The problem is that the macro and micro dynamics of complex systems are intimately linked, making for non-stationary non-ergodic behavior that cannot be reduced to a few principles upon which we can build a model or extrapolate a body of knowledge. We simply cannot understand complex systems because they cannot be "reduced". They are what they are, unique and unprincipled in every moment (hey, like people!).

Physicists would probably argue that the system might be understood but that we don’t have the model for it yet.

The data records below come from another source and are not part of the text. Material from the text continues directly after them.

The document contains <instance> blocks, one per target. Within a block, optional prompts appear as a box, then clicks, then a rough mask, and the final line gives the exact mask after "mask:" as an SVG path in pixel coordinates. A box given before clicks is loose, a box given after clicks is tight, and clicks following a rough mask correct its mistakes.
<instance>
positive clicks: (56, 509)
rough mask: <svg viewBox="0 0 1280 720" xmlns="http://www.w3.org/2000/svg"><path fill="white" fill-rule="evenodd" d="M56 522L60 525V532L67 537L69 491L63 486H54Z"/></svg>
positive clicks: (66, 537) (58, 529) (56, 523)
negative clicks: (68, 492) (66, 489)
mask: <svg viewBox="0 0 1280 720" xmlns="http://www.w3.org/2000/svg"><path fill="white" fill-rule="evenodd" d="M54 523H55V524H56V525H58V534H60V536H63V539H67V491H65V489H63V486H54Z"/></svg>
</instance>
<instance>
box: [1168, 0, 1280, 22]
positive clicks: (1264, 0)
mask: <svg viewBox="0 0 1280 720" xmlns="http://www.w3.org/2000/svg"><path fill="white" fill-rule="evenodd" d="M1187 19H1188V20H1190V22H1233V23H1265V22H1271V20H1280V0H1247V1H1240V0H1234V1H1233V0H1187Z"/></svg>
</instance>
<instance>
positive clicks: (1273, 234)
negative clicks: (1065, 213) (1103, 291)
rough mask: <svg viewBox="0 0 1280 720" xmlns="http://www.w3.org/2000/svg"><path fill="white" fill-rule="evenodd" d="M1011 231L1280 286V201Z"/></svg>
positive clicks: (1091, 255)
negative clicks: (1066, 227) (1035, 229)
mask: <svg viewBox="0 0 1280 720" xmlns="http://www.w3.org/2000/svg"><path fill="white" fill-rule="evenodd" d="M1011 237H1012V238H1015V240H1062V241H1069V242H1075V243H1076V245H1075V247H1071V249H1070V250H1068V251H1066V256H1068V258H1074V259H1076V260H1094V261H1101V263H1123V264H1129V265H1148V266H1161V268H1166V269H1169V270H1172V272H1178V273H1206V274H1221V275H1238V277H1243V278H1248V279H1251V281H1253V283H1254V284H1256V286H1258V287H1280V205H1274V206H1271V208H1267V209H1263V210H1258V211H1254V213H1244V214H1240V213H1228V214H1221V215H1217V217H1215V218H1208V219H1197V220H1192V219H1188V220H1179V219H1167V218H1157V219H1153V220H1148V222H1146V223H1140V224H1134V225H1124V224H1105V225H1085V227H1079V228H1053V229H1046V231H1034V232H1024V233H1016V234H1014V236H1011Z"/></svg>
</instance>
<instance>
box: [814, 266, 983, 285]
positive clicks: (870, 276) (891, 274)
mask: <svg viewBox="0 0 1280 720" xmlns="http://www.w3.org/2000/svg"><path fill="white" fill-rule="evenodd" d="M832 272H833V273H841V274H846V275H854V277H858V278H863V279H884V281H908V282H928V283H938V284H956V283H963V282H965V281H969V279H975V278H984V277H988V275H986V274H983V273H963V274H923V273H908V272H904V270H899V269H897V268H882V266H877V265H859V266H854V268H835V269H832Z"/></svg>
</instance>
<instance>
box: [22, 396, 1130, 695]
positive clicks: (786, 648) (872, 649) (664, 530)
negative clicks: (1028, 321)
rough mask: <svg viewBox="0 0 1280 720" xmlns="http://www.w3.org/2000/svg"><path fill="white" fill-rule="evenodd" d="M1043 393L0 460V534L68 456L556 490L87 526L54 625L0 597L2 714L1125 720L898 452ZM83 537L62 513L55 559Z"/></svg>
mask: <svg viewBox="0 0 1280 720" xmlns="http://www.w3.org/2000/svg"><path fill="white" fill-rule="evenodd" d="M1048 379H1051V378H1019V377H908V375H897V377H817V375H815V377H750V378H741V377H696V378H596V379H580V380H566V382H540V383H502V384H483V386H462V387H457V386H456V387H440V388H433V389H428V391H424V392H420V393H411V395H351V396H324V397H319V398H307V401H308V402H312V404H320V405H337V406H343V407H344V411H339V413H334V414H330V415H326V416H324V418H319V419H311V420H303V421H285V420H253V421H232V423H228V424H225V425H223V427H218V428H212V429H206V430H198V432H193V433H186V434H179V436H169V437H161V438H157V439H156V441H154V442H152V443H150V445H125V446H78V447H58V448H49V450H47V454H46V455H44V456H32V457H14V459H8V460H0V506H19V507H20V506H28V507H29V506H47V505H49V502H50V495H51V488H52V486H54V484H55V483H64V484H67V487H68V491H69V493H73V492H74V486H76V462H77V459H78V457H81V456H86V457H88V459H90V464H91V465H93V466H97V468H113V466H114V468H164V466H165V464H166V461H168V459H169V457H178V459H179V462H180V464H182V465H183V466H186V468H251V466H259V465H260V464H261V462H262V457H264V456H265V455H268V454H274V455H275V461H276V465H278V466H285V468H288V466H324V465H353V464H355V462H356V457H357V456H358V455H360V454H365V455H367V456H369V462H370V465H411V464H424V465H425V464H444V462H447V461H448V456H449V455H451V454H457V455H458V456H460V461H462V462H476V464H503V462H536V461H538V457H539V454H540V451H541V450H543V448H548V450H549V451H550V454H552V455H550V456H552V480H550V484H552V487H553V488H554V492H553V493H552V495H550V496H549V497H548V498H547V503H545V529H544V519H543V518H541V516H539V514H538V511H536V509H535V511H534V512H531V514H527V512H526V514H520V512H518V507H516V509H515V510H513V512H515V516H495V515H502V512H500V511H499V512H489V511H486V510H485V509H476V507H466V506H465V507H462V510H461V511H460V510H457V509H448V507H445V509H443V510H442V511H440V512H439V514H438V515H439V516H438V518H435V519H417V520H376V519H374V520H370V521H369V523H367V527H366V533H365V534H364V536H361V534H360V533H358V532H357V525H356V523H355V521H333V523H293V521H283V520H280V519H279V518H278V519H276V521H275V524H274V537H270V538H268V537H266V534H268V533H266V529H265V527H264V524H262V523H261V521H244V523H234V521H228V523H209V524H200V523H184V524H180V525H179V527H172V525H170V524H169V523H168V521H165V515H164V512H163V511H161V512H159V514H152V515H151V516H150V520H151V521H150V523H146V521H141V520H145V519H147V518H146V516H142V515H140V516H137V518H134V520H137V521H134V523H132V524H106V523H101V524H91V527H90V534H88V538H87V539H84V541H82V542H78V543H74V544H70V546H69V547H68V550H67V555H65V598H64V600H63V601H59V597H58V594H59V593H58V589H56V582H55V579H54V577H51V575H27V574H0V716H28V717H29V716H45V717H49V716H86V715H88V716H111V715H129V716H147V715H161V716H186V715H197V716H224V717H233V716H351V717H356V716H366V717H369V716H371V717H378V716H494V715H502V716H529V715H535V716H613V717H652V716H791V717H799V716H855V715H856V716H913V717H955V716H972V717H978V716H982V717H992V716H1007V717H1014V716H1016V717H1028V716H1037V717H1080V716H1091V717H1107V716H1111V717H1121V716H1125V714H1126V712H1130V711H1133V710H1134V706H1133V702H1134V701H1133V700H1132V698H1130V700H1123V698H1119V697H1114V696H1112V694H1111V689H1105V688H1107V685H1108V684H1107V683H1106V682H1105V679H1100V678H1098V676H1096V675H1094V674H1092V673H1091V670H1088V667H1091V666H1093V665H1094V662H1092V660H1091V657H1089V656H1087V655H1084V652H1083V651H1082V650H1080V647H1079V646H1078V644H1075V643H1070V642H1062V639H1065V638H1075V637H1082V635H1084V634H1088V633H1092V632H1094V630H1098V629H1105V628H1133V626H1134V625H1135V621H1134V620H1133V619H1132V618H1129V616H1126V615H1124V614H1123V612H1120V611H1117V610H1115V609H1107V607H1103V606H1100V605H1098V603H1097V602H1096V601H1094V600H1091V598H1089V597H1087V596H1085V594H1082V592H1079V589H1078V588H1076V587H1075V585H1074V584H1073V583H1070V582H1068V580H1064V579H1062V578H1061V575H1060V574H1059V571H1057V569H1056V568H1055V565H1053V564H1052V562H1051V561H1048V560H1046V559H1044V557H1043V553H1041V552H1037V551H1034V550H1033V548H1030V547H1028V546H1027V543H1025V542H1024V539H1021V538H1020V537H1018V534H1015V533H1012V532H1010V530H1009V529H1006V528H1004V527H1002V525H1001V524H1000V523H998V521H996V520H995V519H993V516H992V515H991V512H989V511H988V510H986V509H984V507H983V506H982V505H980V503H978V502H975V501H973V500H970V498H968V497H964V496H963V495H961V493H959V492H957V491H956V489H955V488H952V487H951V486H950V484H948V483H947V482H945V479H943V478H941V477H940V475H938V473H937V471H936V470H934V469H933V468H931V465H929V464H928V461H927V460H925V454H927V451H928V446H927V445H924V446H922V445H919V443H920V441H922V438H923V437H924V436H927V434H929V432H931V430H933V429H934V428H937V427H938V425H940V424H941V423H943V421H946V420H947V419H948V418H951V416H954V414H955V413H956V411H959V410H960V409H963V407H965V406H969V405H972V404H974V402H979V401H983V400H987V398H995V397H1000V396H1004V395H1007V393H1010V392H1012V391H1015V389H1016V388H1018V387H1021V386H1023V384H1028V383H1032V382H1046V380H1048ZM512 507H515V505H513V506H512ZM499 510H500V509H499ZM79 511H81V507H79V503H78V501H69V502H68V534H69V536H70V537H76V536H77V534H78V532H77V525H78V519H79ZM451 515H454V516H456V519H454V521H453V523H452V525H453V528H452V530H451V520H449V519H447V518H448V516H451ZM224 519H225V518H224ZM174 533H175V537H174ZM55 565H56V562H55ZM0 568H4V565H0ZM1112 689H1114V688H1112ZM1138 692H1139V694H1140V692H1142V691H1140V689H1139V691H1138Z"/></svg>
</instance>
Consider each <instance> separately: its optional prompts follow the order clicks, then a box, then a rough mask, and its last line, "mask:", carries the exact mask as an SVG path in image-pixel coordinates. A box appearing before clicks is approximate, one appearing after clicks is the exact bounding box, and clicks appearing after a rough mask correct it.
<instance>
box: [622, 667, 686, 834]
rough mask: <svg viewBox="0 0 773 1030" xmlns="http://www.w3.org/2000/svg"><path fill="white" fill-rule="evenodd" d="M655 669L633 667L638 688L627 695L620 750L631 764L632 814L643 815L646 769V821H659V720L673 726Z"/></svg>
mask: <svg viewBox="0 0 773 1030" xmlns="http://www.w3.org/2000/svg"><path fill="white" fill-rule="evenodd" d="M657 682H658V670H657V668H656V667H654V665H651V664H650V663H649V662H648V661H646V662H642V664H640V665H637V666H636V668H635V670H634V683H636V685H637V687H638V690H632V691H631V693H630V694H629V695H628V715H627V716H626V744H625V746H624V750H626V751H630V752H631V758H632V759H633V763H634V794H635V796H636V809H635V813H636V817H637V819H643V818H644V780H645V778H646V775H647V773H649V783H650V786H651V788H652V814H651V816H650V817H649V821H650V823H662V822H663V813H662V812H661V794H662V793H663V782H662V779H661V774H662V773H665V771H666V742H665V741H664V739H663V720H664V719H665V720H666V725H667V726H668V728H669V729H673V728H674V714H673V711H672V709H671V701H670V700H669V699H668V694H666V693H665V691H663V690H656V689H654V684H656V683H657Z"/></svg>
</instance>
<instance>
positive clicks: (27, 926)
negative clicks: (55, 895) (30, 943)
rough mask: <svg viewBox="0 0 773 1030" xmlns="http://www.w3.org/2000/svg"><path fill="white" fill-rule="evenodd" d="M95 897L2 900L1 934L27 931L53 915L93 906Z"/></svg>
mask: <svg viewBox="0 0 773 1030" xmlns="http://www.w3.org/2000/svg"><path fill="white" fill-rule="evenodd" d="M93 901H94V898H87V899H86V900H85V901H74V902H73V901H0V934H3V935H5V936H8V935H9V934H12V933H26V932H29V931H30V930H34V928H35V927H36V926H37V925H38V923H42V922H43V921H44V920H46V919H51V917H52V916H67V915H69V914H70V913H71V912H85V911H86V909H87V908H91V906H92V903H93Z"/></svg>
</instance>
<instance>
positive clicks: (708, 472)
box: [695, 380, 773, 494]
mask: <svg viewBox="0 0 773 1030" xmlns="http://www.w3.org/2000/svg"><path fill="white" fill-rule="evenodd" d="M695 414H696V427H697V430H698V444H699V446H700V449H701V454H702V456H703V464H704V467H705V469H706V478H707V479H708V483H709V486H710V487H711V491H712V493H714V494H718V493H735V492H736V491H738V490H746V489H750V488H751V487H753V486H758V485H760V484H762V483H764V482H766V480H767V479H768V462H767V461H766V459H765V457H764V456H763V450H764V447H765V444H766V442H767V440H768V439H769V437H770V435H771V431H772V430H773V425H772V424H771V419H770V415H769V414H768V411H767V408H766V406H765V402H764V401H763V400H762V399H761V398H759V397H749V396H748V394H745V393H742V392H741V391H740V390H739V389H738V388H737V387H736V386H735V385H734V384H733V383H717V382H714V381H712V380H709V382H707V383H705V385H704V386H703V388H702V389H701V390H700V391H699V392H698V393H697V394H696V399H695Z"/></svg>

Many natural phenomena look chaotic at best without a model. Once you have a model things fall into place and everything starts looking orderly.

Maybe it cannot be reduced. But maybe we are just observing the peripherals without understanding the inner workings.

If I can speak in aphorisms,

Creation is downhill, analysis is uphill.

Profound ideas often seem simple once understood.

Well put.

In other words: simplicity is a hallmark of understanding.

"We don't know how X works" literally means "we don't have models yet that can explain X's behavior".

TFA is about making a tiny bit of progress towards such models. Perhaps you should read it.

The analogy to airplanes is not relevant imo. Our lack of understanding behind the physics of an airplane is different from our lack of understanding of what an LLM is doing.

The lack of understanding is so profound for LLMs that we can’t even fully define the thing we don’t understand. What is intelligence? What is understanding?

Understanding the LLM would be akin to understanding the human brain. Which presents a secondary problem. Is it possible for an entity to understand itself holistically in the same way we understand physical processes with mathematical models? Unlikely imo.

I think this project is a pipe dream. At best it will yield another analogy. This is what I mean: We currently understand machine learning through the analogy of a best fit curve. This project will at best just come up with another high level perspective that offers limited understanding.

In fact, I predict that all AI technology into the far future can only be understood through heavy use of extremely high level abstractions. It’s simply not possible for a thing to truly understand itself.

I think you have to make a distinction between transformers and neural networks in general, maybe also between training and inference.

Many/most types of neural network such as CNNs are well understood since there is a simple flow of information. e.g. In a CNN you've got a hierarchy of feature detectors (convolutional layers) with a few linear classifier layers on top. Feature detectors are just learning decision surfaces to isolate features (useful to higher layers), and at inference time the CNN is just detecting these hierarchical features than classifying the image based on combinations of these features. Simple.

Transformers seem qualitatively different in terms of complexity of operation, not least because it seems we still don't even know exactly what they are learning. Sure, they are learning to predict next word, but just like the CNN whose output classification is based on features learnt by earlier layers, the output words predicted by a transformer are based on some sort or world model/derived rules learned by earlier layers of the transformer, which we don't fully understand.

Not only don't we know exactly what transformers are learning internally (although recent interpretability work gives us a glimpse of some of the sorts of things they are learning), but also the way data moves through them is partially learnt rather than proscribed by the architecture. We have attention heads utilizing learnt lookup keys to find data at arbitrary positions in the context, and then able to copy portions of that data to other positions. Attention heads learn to coordinate to work in unison in ways not specified by the architecture, such as the "induction heads" (consecutive attention head pairs) identified by Anthropic that seem to be one of the work horses of how transformers are working and copying data around.

Additionally, there are multiple types of data learnt by a transformer, from declarative knowledge ("facts") that seem to mostly be learnt by the linear layers to the language/thought rules learnt by the attention mechanism that then affect the flow of data through the model, as discussed above.

So, it's not that we don't know how neural networks work (and of course at one level they all work the same - to minimize errors), but more specifically that we don't fully know how transformer-based LLMs work since their operation is a lot more dynamic and data dependent than most other architectures, and the complexity of what they are learning far higher.

"neural networks as they are new"

Yup, ANNs have only been around since the 1950s... Brand spanking new

> we don't have math / models yet that can explain/model their behavior...

So, what you're saying is we don't know how they work yet? It's not that deep.